“Why, surely,” said Anne, “one wants one’s friends to be congenial, I should think.”

“So we do; and there is nothing in the world so congenial as differences. To be sure, the differences must be harmonious. In music, now, for instance, one doesn’t want a repetition of the same notes, but differing notes that chord. Nay, even discords are indispensable to complete harmony. Now, Nina has just that difference from me which chords with me; and all our little quarrels—for we have had a good many, and I dare say shall have more—are only a sort of chromatic passages,—discords of the seventh, leading into harmony. My life is inward, theorizing, self-absorbed. I am hypochondriac, often morbid. The vivacity and acuteness of her outer life makes her just what I need. She wakens, she rouses, and keeps me in play; and her quick instincts are often more than a match for my reason.”


Proof of heaven.

“How do you know there is any heaven, anyhow?”

“Know it?” said Milly, her eyes kindling, and striking her staff on the ground, “Know it?
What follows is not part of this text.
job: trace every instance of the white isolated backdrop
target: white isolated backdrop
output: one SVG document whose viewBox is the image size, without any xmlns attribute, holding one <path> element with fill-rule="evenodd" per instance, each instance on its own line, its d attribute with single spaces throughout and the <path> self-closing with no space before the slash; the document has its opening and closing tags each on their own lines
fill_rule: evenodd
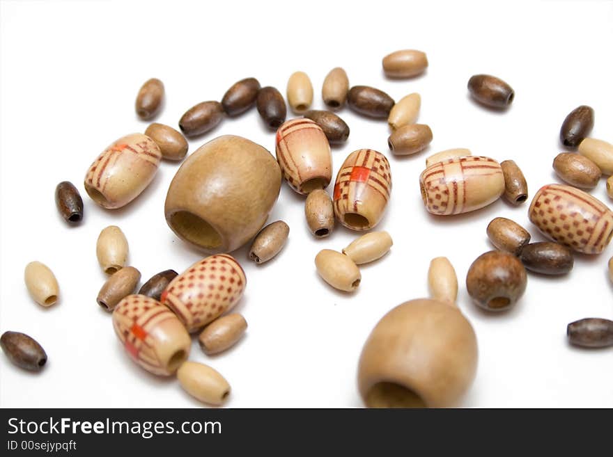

I know it by de hankering arter it I got in here;” giving her broad chest a blow which made it resound like a barrel. “De Lord knowed what he was ’bout when he made us. When he made babies rootin’ ’round, wid der poor little mouths open, he made milk, and de mammies for ’em too. Chile, we’s nothing but great babies, dat ain’t got our eyes open,—rootin’ ’round an’ ’round; but de Father ’ll feed us yet—He will so.”


Power of song.

As oil will find its way into crevices where water cannot penetrate, so song will find its way where speech can no longer enter.